Common Misconception

Myth: Nemotron-H is a pure Mamba model — NVIDIA dropped self-attention entirely in favor of state space layers. Reality: Nemotron-H is a hybrid. According to NVIDIA ADLR, the 8B model keeps 4 self-attention layers alongside its 24 Mamba-2 layers and 24 MLP layers, precisely so exact recall and copy behaviors survive. The goal is not to eliminate attention but to use it only where it earns its quadratic cost.

One Sentence to Remember

Nemotron-H is one of the clearest production examples of the state space model research line reaching scale: a hybrid that replaces most self-attention with Mamba-2 layers, keeps a few attention layers for precise recall, and shows that the cost gap between pure-Transformer and hybrid inference is now large enough to matter on real workloads.

FAQ

Q: What is Nemotron-H? A: Nemotron-H is NVIDIA’s family of hybrid Mamba-Transformer language models.
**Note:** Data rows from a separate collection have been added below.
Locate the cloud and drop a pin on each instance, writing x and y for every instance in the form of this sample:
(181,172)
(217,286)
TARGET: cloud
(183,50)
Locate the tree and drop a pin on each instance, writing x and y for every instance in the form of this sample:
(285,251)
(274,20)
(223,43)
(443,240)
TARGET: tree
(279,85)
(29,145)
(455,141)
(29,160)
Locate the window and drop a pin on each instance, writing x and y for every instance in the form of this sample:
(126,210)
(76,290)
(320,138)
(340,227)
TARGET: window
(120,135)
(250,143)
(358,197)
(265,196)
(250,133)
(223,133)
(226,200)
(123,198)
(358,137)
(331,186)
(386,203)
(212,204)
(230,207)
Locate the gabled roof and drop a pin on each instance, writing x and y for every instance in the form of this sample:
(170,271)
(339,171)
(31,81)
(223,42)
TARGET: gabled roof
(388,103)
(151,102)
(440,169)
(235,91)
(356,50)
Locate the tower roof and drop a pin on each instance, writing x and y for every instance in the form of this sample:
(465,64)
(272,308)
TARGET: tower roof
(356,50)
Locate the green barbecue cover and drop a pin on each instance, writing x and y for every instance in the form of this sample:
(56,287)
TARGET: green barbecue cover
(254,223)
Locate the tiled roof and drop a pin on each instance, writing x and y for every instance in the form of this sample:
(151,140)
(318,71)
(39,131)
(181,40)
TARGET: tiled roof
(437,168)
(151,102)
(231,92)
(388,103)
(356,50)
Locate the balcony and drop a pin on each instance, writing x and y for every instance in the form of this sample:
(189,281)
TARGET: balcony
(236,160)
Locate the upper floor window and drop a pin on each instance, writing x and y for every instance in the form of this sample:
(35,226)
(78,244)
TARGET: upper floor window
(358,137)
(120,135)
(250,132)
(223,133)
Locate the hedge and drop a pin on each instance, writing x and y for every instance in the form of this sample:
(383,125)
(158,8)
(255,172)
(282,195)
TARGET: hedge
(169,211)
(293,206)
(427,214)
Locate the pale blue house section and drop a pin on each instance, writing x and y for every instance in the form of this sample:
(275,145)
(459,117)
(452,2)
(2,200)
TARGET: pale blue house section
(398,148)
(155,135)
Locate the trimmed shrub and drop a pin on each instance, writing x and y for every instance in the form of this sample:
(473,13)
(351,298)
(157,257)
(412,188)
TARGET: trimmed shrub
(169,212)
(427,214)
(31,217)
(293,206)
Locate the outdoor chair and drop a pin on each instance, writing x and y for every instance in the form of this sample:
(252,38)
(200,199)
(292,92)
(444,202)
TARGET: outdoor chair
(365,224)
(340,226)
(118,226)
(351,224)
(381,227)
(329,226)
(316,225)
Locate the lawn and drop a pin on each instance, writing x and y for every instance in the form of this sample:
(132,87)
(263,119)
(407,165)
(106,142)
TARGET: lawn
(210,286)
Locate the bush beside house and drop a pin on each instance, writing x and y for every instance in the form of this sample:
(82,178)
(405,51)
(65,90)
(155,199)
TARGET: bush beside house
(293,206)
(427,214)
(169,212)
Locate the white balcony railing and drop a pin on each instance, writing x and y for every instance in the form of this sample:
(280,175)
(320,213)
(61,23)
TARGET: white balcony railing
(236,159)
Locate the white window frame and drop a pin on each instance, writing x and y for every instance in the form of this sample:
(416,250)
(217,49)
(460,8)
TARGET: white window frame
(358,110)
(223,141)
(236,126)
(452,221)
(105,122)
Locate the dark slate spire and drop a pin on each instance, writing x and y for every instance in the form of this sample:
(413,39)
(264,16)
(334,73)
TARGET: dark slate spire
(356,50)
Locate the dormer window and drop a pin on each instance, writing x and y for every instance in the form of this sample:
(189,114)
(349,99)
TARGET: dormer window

It replaces most self-attention layers with Mamba-2 state space layers to cut inference cost while keeping a few attention layers for precise long-context recall.

Q: Is Nemotron-H a pure Mamba model? A: No. It is a hybrid. According to NVIDIA ADLR, the 8B base model contains 24 Mamba-2 layers, 24 MLP layers, and 4 self-attention layers, so attention is reduced but not removed.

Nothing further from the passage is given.